Peliknya Penyediaan Obat Hepatitis C yang Terjangkau Publik
Penyakit Hepatitis merupakan masalah kesehatan masyarakat di negara berkembang termasuk di Indonesia.
Riset Kesehatan Dasar yang dilakukan Direktorat Pencegahan dan Pengendalian Penyakit Kementerian Kesehatan RI pada 2013 mengungkap data lebih dari 1,01 persen penduduk Indonesia, atau 3 juta orang terinfeksi Virus Hepatitis C. Kebanyakan dari mereka adalah laki-laki berusia antara 20-40 tahun.
Dalam kurun waktu 10 tahun terakhir, pengobatan standar hepatitis C merupakan gabungan interferon dengan ribavirin yang dipakai selama 48 minggu.
Sayangnya, kombinasi ini menimbulkan efek samping seperti depresi, neutropenia, trombositopenia, anemia, kelelahan, demam, sakit kepala, dan nyeri otot.
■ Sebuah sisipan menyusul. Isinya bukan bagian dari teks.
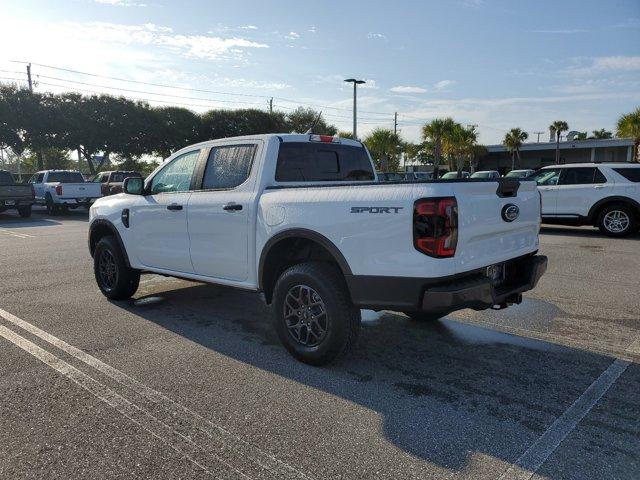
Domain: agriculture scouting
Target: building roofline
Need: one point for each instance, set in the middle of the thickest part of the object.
(592, 143)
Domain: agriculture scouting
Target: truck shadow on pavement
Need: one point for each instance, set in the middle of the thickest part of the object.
(445, 391)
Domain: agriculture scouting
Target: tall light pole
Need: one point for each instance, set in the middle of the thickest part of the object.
(355, 114)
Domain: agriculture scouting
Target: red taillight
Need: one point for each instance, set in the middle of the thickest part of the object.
(435, 226)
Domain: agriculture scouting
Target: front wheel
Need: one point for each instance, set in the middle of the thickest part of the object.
(617, 220)
(25, 211)
(116, 280)
(313, 314)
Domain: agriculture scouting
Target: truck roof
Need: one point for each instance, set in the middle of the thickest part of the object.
(284, 137)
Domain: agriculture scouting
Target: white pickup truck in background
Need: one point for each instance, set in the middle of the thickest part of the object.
(303, 220)
(62, 189)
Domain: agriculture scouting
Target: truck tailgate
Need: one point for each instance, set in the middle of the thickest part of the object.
(485, 236)
(11, 192)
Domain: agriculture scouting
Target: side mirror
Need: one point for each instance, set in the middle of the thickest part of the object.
(133, 185)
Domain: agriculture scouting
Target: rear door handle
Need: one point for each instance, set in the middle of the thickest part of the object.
(232, 207)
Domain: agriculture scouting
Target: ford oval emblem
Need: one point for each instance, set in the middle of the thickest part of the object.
(510, 212)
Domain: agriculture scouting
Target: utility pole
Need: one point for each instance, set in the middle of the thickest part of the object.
(29, 77)
(355, 114)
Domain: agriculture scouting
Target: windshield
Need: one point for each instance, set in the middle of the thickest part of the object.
(65, 177)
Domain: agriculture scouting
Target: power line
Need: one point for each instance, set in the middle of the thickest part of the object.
(215, 92)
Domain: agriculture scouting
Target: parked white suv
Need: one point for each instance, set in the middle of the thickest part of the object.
(302, 219)
(605, 195)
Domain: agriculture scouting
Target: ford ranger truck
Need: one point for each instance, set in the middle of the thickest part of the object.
(302, 220)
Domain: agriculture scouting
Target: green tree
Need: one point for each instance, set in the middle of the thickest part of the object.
(629, 126)
(558, 127)
(302, 119)
(385, 147)
(437, 132)
(513, 140)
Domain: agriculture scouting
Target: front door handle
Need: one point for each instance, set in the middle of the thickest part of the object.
(232, 207)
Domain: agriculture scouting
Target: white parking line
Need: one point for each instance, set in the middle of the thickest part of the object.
(530, 461)
(228, 448)
(11, 233)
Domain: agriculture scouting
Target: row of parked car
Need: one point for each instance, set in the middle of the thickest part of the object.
(58, 190)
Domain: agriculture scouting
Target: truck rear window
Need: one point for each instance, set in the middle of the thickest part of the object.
(322, 162)
(631, 174)
(6, 178)
(65, 177)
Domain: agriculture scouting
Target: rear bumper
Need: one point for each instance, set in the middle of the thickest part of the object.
(468, 290)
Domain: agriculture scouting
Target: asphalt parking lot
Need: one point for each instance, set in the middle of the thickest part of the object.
(189, 381)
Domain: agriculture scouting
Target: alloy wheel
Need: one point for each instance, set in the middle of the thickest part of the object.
(305, 315)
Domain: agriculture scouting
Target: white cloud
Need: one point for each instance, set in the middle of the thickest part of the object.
(561, 31)
(197, 46)
(121, 3)
(408, 89)
(443, 84)
(378, 36)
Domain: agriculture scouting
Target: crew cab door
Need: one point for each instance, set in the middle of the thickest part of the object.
(158, 220)
(547, 181)
(220, 210)
(579, 188)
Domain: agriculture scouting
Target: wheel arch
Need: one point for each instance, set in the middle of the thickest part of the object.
(101, 228)
(292, 246)
(595, 210)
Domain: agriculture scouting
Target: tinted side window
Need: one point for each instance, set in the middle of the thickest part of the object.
(317, 162)
(546, 177)
(228, 166)
(631, 174)
(577, 176)
(176, 176)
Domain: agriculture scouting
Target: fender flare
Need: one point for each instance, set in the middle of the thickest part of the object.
(612, 199)
(101, 223)
(306, 234)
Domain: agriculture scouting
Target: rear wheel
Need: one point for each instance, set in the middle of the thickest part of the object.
(116, 280)
(313, 314)
(24, 211)
(618, 220)
(424, 316)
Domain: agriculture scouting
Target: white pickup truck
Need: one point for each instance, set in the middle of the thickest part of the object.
(303, 220)
(62, 189)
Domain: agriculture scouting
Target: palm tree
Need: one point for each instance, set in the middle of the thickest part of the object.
(629, 126)
(384, 146)
(513, 141)
(437, 131)
(559, 126)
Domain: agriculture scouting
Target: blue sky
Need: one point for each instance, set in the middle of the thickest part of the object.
(495, 64)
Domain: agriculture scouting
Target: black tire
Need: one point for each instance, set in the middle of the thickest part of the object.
(323, 282)
(52, 208)
(24, 211)
(115, 279)
(424, 316)
(618, 220)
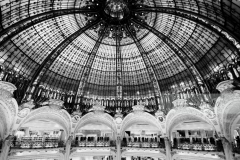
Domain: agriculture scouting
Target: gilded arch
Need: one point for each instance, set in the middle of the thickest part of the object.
(59, 116)
(137, 117)
(101, 117)
(177, 116)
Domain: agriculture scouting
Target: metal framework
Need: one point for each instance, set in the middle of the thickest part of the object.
(42, 69)
(90, 60)
(147, 62)
(196, 17)
(118, 66)
(13, 30)
(182, 55)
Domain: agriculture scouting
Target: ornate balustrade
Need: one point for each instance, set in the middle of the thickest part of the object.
(84, 142)
(144, 143)
(197, 147)
(36, 143)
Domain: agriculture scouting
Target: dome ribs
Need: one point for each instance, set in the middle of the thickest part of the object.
(13, 30)
(119, 89)
(200, 19)
(147, 62)
(179, 53)
(90, 60)
(42, 69)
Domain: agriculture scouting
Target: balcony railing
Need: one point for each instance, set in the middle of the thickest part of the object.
(30, 144)
(93, 144)
(143, 144)
(197, 147)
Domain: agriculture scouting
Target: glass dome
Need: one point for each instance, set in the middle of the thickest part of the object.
(128, 49)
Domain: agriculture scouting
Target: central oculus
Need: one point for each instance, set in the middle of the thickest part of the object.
(116, 9)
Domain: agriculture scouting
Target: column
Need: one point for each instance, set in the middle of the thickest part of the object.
(128, 158)
(62, 135)
(6, 147)
(68, 148)
(227, 146)
(27, 132)
(168, 148)
(118, 147)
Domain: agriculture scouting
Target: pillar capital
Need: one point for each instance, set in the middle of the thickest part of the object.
(225, 86)
(6, 89)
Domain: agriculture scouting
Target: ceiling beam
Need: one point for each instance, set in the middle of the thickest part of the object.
(7, 33)
(182, 55)
(119, 89)
(87, 67)
(198, 18)
(44, 67)
(148, 64)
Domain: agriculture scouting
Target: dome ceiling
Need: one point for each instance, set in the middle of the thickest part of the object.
(115, 48)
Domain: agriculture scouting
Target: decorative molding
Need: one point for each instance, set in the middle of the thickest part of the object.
(180, 103)
(136, 117)
(100, 117)
(138, 108)
(176, 116)
(225, 85)
(50, 113)
(54, 104)
(9, 87)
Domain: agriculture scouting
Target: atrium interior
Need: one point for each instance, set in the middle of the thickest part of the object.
(120, 80)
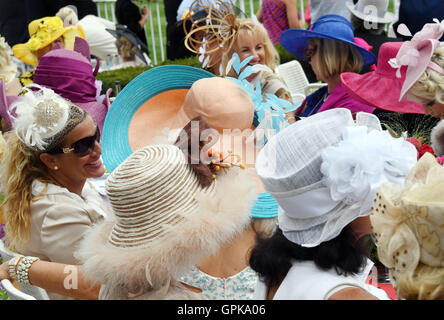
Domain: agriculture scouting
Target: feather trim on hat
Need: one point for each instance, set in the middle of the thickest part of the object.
(219, 219)
(437, 137)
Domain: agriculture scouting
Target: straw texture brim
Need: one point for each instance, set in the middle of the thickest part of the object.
(115, 142)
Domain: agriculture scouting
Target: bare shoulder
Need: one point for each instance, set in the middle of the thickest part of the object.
(352, 294)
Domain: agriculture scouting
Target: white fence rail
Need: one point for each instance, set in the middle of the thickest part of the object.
(155, 27)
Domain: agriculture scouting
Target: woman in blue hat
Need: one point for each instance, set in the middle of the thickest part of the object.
(328, 45)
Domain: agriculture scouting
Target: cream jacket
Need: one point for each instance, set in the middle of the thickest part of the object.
(59, 219)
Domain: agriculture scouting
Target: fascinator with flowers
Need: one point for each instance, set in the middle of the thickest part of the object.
(408, 221)
(42, 119)
(417, 52)
(324, 171)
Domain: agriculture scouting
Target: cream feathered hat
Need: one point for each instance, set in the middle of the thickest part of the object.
(408, 221)
(165, 221)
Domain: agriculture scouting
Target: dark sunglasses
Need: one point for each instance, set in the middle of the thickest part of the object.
(81, 147)
(309, 53)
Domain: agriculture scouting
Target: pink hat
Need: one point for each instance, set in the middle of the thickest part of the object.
(416, 53)
(70, 74)
(381, 87)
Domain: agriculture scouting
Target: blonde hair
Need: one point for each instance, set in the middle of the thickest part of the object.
(430, 86)
(20, 167)
(126, 49)
(335, 57)
(425, 283)
(248, 28)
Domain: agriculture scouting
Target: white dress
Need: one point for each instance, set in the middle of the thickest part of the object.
(237, 287)
(305, 281)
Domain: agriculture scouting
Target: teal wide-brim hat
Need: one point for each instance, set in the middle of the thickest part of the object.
(330, 26)
(149, 100)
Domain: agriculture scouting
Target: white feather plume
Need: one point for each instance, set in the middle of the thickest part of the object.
(39, 115)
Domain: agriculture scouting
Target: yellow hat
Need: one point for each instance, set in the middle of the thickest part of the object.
(42, 32)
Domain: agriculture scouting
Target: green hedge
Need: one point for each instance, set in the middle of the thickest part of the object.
(108, 78)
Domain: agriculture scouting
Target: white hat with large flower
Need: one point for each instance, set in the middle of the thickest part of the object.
(324, 172)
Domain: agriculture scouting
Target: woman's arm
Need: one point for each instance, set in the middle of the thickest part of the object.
(59, 278)
(292, 14)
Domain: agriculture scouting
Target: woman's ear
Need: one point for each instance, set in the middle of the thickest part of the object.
(49, 160)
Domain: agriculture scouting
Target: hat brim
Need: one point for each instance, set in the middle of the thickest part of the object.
(137, 95)
(378, 91)
(295, 41)
(388, 16)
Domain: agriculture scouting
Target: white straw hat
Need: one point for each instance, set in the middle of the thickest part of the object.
(165, 221)
(324, 170)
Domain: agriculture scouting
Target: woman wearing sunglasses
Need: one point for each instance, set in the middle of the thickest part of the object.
(49, 202)
(328, 46)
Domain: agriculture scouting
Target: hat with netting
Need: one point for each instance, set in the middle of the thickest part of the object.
(42, 119)
(324, 171)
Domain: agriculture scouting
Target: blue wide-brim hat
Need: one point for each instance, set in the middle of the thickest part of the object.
(330, 26)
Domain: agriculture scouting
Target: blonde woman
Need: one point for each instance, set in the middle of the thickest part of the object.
(224, 35)
(49, 202)
(329, 48)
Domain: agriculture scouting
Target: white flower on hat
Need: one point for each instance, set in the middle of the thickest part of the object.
(39, 116)
(362, 160)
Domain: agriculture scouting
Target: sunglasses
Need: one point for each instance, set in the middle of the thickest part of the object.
(309, 53)
(81, 147)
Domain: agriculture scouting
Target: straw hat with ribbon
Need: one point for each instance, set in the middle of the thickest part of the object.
(371, 10)
(43, 32)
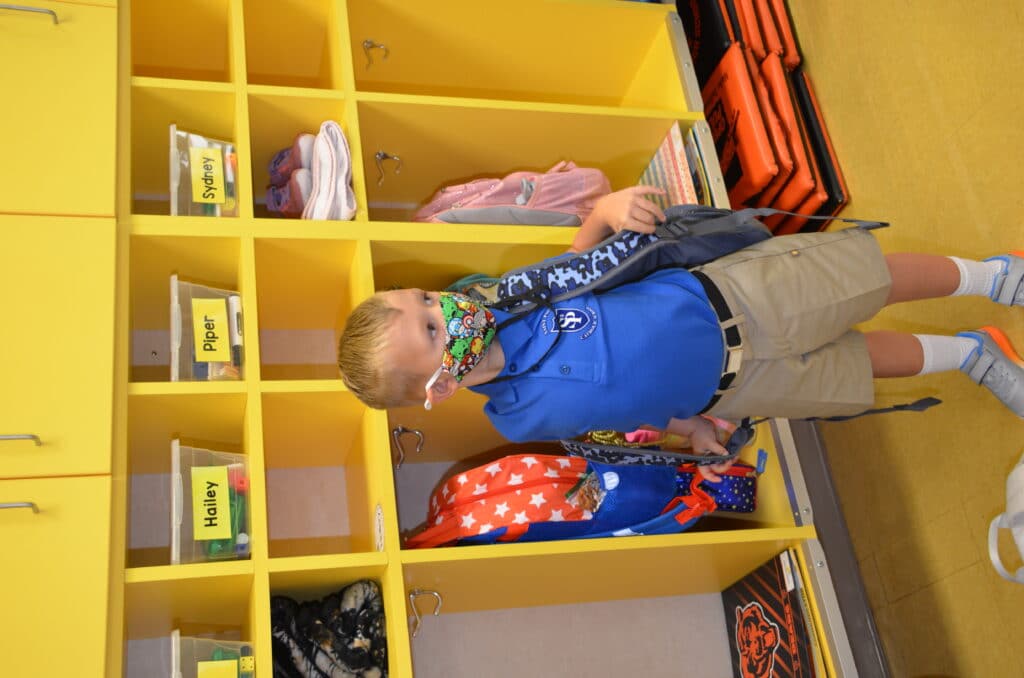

Selain itu, kombinasi obat ini memiliki 45 persen tingkat kesembuhan.
Kemajuan yang dicapai pada terapi hepatitis C kronik adalah penemuan Direct Acting Antivirals (DAA). Obat-obatan dalam golongan DAA memiliki tingkat tanggapan virologi berkelanjutan yang lebih baik terhadap HCV dengan angka kesembuhan diatas 90%.
Saat ini ada beberapa inisiasi dilakukan agar obat DAA tersedia di Indonesia. Salah satunya, melalui pengadaan obat program Kementerian Kesehatan atau donasi perusahaan farmasi.
Namun, menurut Edo Agustian, Koordinator Nasional PKNI, pengadaan obat ini dirasa masih lambat.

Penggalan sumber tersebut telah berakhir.